Print

Print


Hi Fabrice,

    OK, I read through that page. I just want to point out that you will have to be careful to partition based on the deep source position, not the deep forced source positions. This is because duplicate forced sources are not guaranteed to have identical (ra, decl) coordinates. They will however be associated with the same deep source (have identical deepSourceId values). Thus, to run the deduplication procedure from the trac page on chunks, you'll need to ensure that duplicates always end up in the same chunk.

I’m not sure whether the deep forced source data includes the ra,dec of the deep source it was derived from.

If it does not, things will get “interesting”. It should be the case that duplicates have positions that are extremely close to one another.
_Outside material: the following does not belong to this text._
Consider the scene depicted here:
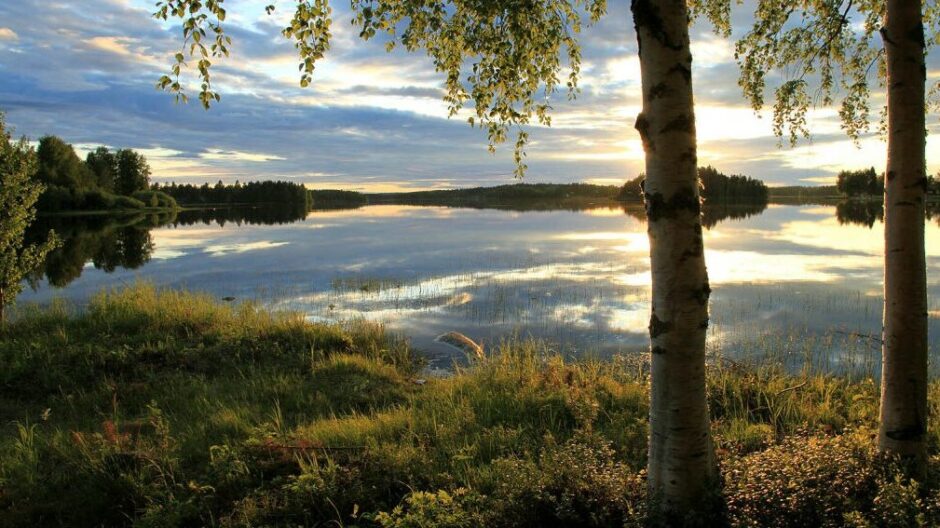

So the first thing to do would be to go ahead and partition with the deep forced source position anyway. To check that no duplicates where split across chunks, you’ll want to set up the partitioner such that each chunk contains exactly one sub-chunk, and such that the overlap radius is non-zero but small (let’s say an arc-minute). This way, the partitioner will split input into chunks, and, for each chunk, provide nearby rows (the overlap). If the two deep forced sources in a duplicate pair are assigned to different chunks, then one will be in the overlap of the chunk for the other, and vice-versa.

So, load all chunk and chunk overlap tables, and check for the existence of split duplicate pairs by testing whether equi-joining a chunk and its overlap on deep source ID yields any rows.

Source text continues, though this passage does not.